Incentive Schemes and Female Leadership in Financial Firms
University College of Borås (UCB)
May 28, 2012
Lantz, B., Bredehorst-Carlsson, P. & Johansson, J. (2013). “Incentive Schemes and Female Leadership in Financial Firms”, Corporate Board: Role, Duties and Composition, 9, 40-49.
Purpose: To explore how performance in Swedish financial companies is affected by the presence of a female chief executive officer (CEO), the presence of an incentive scheme, and the proportion of female board members.
Design/methodology/approach: Our sample consists of data from the last 10 years of all the 43 companies within GICS 40 listed at the Swedish stock exchange OMX Stockholm. We used multiple regressions to explore the association between the explanatory and firm performance variables.

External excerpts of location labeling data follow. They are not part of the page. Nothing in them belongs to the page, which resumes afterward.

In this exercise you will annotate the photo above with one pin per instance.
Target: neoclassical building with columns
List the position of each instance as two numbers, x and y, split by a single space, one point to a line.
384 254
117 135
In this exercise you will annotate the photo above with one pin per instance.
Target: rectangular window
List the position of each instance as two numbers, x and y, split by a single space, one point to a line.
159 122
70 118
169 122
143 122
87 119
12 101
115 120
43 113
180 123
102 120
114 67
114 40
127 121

Findings: The results indicate that a female CEO is associated with a lower return on equity (ROE) and a lower Tobin’s Q, but we find no significant association between the proportion of female board members and firm performance. An incentive scheme is generally associated with a lower return on assets (ROA) and a higher Tobin’s Q. In particular, a share-based incentive scheme is associated with a lower ROA, a lower ROE, and a higher Tobin’s Q.
Originality/value: To the authors’ knowledge, this is the first paper to analyse governance in financial firms with respect to female leadership as well as to incentive schemes. We conclude that governance structures in financial firms need to balance accounting-based and market-based performance. A large focus on share prices, especially at a certain time, may create short-term effects that need not necessarily be optimal in the long run for shareholders.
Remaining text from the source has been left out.